American businessman

Gregory Haerr (born September 30, 1957) is an American entrepreneur and the founder and CEO of Century Software, a provider of Windows and Linux based terminal emulation software. Haerr founded the company in 1982, after having moved from his hometown of La Jolla to Salt Lake City in 1981. Haerr is the oldest of seven siblings.

Haerr earned a B.A. in computer science from UCSD in 1980, with minors in accounting and music performance. After moving to Salt Lake City, he consulted for various firms writing custom software. He started Century Software after writing a small file transfer utility for a friend.

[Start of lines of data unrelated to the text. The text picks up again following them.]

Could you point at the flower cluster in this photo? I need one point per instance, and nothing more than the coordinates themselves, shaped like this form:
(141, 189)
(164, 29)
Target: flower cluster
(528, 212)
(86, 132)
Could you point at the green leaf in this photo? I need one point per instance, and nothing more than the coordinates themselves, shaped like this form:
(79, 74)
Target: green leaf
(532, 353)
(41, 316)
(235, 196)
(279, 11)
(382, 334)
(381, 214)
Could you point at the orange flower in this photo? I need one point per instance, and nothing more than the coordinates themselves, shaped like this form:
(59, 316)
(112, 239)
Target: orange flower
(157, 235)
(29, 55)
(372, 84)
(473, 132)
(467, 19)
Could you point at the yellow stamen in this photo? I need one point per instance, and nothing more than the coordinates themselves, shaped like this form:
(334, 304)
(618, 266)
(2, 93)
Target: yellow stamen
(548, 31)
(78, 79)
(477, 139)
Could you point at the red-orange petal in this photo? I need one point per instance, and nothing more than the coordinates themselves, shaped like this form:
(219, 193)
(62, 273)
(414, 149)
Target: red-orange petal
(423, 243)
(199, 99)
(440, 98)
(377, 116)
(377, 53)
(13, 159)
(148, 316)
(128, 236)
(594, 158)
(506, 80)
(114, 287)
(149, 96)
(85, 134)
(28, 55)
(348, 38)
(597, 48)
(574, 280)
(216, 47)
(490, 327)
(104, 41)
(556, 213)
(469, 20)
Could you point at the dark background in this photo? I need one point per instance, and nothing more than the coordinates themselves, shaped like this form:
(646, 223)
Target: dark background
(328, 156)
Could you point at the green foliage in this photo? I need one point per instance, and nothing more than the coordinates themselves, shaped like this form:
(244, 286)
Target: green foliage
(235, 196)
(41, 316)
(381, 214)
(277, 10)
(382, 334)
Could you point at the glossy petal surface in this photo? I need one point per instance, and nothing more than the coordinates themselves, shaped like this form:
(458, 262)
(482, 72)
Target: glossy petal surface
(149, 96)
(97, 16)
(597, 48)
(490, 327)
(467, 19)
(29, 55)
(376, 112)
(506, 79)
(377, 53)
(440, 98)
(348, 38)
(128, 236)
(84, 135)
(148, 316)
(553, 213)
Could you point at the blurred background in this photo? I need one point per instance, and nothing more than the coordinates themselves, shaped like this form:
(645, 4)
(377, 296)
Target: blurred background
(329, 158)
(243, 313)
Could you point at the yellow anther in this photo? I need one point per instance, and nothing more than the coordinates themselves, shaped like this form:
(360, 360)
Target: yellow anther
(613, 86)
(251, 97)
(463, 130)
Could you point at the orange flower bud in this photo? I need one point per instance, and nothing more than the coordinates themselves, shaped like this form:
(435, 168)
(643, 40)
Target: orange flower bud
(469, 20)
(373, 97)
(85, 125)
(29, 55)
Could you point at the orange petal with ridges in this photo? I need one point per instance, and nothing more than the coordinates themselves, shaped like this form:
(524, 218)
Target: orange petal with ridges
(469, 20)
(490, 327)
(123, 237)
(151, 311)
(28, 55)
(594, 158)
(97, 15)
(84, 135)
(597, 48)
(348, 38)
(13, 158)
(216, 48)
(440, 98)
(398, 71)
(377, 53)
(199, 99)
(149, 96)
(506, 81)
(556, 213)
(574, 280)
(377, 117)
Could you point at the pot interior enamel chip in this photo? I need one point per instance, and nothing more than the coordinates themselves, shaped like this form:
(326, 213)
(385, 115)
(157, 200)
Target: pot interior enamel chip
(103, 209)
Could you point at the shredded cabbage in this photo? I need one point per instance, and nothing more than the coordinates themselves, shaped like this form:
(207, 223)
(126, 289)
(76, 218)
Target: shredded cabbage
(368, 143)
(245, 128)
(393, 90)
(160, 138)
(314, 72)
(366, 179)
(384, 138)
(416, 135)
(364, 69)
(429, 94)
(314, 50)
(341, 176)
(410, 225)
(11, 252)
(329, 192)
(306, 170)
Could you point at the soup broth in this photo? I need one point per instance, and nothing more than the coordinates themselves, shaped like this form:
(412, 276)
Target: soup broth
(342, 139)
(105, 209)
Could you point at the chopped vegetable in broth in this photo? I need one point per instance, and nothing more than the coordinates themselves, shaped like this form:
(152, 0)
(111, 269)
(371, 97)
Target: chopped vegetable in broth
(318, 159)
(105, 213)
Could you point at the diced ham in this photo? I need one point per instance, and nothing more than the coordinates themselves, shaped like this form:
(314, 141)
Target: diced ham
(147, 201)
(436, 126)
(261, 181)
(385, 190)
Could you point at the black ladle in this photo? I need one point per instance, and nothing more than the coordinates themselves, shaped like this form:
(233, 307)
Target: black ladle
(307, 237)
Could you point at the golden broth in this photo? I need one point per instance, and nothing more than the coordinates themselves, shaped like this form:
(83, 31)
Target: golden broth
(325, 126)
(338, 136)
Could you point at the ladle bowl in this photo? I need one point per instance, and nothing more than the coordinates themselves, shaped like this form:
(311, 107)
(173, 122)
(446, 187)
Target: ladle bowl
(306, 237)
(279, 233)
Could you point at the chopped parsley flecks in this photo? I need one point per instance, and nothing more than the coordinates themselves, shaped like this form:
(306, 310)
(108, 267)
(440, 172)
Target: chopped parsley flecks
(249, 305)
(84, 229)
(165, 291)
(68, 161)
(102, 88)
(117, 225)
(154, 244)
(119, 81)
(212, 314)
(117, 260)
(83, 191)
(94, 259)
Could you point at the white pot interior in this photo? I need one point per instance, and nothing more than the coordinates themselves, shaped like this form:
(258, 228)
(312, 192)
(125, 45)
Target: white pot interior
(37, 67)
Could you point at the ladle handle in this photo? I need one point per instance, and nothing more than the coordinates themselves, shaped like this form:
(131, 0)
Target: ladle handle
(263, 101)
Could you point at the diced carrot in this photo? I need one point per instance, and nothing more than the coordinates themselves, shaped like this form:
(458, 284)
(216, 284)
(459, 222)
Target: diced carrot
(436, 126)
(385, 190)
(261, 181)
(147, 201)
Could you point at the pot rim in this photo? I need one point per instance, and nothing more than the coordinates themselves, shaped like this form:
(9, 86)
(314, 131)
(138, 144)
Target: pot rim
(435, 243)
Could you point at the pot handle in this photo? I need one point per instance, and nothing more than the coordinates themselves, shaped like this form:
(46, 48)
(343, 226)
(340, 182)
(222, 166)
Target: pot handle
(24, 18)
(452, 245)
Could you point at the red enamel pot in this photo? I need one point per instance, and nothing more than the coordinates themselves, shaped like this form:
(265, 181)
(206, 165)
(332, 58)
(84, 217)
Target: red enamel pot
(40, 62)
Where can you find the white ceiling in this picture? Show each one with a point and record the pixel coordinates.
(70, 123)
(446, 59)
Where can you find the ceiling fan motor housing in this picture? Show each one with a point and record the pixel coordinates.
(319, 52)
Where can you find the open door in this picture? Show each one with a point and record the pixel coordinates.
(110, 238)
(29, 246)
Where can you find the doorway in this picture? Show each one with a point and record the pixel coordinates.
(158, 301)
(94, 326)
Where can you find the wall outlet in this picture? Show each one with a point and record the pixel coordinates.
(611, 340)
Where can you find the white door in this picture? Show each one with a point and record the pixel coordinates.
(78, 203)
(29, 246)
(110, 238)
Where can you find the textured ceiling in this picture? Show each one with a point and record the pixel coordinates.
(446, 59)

==Land Holding and Development==
In 1994, Haerr started building a land banking development business using the profits from Century Software. Today, these companies own land and developments in Utah, Washington, and Idaho. TP Development, Inc. is the developer of Anderson Ranch Phases 5, 6, and 7 in Grantsville, Utah.

==Microwindows==

Haerr's experience with Windows and UNIX operating systems branched out to the newer, free Linux operating system. In 1999, he wrote a free graphical windowing system called Microwindows that could be used on small, embedded Linux systems. This system, because of its small size and free cost, enabled many others to build their own applications in the emerging PDA and mobile marketplace.

==Secret Millionaire==

In December 2008, Haerr joined the cast of the FOX reality series Secret Millionaire in Las Vegas, where he gave away $150,000 of his own money to deserving people and organizations, including extreme wheelchair athlete Aaron Fotheringham.